O primeiro transplante de pulmão pós-Covid do hospital – e do Brasil – aconteceu em 18 de novembro do ano passado. O transplantado era um médico de 50 anos que morava no Tocantins e havia se infectado cuidando de pacientes com Covid. Ele já chegou ao Einstein intubado.

O médico teve complicações infecciosas e não resistiu. Após a morte ele, a equipe de transplantes do Einstein reviu todas as etapas do processo de avaliação, tornando a seleção de pacientes para o transplante ainda mais rígida e restrita. A conduta também foi discutido com centros de transplante de fora do Brasil.
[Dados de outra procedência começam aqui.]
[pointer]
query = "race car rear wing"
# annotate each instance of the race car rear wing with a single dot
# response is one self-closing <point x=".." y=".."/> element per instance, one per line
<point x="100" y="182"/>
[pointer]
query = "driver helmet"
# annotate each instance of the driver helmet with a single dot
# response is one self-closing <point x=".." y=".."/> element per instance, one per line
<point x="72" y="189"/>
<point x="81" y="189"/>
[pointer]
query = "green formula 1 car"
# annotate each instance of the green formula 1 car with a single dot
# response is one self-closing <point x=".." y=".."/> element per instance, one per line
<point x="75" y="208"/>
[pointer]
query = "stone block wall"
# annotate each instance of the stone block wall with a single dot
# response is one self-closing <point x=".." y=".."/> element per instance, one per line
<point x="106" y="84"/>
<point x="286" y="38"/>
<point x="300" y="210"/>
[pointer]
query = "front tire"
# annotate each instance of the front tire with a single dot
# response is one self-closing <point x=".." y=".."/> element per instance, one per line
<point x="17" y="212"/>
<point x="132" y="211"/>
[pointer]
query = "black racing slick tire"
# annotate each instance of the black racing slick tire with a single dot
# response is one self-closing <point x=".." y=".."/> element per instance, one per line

Em seguida, o Einstein apresentou a nova diretriz à Câmara Técnica da Central de Transplantes da Secretaria Estadual de Saúde. Finalmente, com outras instituições, foi criado um documento oficial que passou a nortear norteou as cirurgias de transplante de pulmão pós-Covid no estado de SP, em texto também encaminhado ao Sistema Nacional de Transplantes.

Veja, abaixo, quais são as principais exigências que habilitam um paciente a passar pelo procedimento:

  • recuperação do pulmão considerada irreversível, em diagnóstico feito seis semanas após os primeiros sintomas de Covid;
  • mínimo de seis semanas de dependência de ventilação mecânica ou ECMO (oxigenação do paciente feita por uma membrana fora do corpo);
  • demais órgãos (como rim e coração) devem estar preservados e não apresentar disfunções;
  • exame PCR negativo para Covid antes da cirurgia;
  • força e possibilidade de reabilitação muscular;
  • e o paciente lúcido e acordado para ser consultado sobre a cirurgia.